CA Federal Judges Lean To State Prison Population Cap


Two federal judges in Sacramento indicated yesterday that they are leaning toward creating a judicial panel charged with setting a population cap for California’s prison system, the Sacramento Bee reports. U.S. District Court Judges Thelton Henderson and Lawrence Karlton strongly suggested during a hearing that inmate overcrowding is contributing mightily to constitutional violations of inadequate medical and mental health care in the state’s prisons. They said the constitutional violations are getting worse.

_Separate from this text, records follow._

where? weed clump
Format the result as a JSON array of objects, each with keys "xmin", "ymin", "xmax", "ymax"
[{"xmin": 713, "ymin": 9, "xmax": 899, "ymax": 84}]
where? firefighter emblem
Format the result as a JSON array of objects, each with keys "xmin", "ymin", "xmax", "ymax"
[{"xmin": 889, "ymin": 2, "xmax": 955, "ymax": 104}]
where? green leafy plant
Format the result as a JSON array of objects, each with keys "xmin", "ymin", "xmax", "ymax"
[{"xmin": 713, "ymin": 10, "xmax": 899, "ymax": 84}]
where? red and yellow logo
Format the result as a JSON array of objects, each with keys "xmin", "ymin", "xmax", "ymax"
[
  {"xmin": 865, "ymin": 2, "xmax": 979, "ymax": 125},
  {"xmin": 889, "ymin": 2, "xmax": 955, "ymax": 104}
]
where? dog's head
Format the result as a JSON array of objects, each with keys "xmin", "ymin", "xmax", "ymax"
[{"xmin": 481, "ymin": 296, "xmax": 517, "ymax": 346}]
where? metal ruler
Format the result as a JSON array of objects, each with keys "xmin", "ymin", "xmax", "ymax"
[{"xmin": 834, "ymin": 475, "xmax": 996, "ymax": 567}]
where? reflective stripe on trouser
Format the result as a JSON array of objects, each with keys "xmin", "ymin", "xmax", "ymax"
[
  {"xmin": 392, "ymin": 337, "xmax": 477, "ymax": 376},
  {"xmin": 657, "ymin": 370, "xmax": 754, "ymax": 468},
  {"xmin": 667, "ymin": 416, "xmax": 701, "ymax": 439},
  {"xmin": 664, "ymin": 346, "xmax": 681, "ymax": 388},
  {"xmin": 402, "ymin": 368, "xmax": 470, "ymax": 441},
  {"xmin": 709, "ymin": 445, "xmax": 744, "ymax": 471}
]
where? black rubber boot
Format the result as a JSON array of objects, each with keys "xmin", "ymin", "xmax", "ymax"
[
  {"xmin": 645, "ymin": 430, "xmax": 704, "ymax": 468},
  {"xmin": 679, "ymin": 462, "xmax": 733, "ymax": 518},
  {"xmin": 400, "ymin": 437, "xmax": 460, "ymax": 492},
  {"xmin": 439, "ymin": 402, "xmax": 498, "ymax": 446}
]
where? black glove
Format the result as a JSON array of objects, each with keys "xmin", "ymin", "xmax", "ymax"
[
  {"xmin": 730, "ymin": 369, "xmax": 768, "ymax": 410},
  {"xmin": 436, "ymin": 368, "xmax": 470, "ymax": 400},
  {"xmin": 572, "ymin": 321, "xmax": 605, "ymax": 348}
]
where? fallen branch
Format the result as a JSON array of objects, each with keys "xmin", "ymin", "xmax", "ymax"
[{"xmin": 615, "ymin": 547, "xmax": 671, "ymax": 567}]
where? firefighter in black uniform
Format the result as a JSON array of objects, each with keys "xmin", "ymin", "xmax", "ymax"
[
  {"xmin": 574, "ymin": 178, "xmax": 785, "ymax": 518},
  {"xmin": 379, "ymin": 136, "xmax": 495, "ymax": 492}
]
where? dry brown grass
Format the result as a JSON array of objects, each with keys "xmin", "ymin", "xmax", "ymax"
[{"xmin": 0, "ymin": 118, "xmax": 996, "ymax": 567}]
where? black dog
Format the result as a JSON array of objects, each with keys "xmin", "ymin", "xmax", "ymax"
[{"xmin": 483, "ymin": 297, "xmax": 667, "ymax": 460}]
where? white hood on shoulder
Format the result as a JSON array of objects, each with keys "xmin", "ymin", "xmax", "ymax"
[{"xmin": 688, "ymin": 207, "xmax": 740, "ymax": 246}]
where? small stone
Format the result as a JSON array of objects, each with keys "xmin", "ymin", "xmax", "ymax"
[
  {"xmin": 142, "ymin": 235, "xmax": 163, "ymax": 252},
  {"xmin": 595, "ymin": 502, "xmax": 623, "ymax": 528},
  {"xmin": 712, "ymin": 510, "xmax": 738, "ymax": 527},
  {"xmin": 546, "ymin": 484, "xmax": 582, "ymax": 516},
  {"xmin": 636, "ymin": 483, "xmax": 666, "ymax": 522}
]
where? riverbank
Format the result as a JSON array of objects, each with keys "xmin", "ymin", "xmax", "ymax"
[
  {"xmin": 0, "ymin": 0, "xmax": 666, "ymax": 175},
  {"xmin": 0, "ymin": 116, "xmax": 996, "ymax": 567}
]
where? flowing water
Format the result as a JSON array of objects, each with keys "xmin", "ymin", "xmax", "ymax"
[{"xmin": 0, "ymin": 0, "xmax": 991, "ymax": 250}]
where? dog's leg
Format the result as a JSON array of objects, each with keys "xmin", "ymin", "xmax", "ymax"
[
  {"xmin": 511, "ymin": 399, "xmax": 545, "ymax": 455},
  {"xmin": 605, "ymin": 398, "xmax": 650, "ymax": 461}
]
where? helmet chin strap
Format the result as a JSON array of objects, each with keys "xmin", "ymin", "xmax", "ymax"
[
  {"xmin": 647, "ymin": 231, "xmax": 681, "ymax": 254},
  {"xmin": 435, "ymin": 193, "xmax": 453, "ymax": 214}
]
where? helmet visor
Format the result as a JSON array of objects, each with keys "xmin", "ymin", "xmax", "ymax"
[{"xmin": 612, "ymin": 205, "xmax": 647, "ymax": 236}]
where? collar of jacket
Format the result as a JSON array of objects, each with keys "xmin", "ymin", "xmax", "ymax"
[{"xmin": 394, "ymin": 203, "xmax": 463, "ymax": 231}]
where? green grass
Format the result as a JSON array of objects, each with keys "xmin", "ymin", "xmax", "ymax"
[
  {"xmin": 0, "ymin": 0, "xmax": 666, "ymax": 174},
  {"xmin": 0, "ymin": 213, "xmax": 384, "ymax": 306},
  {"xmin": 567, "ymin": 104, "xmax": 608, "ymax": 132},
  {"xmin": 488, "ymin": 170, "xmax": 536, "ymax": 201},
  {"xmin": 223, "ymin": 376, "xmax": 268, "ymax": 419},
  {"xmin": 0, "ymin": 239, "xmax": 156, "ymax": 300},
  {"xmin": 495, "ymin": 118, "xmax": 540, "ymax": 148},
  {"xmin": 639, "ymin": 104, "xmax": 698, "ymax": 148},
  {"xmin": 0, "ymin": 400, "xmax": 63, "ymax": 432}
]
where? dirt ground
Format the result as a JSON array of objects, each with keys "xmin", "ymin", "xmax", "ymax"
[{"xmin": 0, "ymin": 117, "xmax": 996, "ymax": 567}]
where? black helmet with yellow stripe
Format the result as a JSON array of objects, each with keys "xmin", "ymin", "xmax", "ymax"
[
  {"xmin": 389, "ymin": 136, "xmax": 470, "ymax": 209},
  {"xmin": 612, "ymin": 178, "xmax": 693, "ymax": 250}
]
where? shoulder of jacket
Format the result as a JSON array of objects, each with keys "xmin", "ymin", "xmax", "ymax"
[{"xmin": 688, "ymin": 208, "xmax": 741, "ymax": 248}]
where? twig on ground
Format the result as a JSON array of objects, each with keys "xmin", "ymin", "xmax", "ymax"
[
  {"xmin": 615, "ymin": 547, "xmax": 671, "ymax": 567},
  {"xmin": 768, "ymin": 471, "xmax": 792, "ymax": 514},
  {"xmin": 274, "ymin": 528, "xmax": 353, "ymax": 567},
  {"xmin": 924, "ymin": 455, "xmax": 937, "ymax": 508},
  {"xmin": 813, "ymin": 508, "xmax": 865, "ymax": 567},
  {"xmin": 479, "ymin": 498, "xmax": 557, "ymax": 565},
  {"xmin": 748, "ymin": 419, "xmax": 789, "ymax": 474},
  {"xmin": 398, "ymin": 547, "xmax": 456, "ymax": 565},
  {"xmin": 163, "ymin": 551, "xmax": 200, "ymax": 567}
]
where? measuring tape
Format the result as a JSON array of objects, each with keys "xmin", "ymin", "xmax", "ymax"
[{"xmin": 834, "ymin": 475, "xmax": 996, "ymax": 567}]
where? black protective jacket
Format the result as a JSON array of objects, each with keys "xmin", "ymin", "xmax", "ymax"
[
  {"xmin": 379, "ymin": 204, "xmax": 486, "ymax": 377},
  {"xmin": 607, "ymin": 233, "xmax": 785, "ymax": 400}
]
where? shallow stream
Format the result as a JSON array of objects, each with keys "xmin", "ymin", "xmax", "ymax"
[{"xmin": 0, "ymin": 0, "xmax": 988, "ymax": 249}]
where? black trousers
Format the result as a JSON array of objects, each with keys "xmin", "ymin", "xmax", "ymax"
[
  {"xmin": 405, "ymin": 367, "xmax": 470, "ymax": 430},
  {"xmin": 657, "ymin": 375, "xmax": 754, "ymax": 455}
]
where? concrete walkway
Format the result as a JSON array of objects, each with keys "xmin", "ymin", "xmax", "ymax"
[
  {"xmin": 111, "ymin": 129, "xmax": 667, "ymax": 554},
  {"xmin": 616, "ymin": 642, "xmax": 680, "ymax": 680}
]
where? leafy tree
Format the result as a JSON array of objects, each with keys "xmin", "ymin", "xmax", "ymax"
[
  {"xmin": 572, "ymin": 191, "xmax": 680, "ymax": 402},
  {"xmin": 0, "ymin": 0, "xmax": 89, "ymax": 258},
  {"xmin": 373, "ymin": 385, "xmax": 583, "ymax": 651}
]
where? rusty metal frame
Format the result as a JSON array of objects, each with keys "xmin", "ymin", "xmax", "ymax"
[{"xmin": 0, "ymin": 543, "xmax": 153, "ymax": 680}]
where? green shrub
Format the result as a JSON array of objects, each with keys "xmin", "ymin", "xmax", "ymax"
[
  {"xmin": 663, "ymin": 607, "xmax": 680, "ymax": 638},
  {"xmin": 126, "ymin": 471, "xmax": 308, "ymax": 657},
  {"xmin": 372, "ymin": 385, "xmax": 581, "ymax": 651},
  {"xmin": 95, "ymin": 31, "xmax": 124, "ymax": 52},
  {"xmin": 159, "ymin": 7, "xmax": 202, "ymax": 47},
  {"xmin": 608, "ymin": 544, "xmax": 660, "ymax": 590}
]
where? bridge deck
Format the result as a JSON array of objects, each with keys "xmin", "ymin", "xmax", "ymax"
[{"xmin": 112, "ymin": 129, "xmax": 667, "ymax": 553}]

Karlton, who is presiding in an inmate class-action mental health case settled in 1995, said, “People are dying.” In Henderson’s case, the state admitted in 2002 that it was violating inmates’ constitutional rights by providing them with inadequate medical care, to the point where one inmate was dying due to medical neglect every week. Karlton said that the courts’ imposing a population cap would amount to a “very radical” step and possibly create a “public safety danger.” Plaintiffs’ lawyer Michael Bien countered, “This is not a radical step. It’s something the law provides for.” An attorney for the state asked, “Are plaintiffs really suggesting we release 37,000 inmates?,” referring to a 2004 Corrections Independent Review Panel figure of 137,764 as the “maximum safe and reasonable” population for California prisons. The current inmate population is 173,000.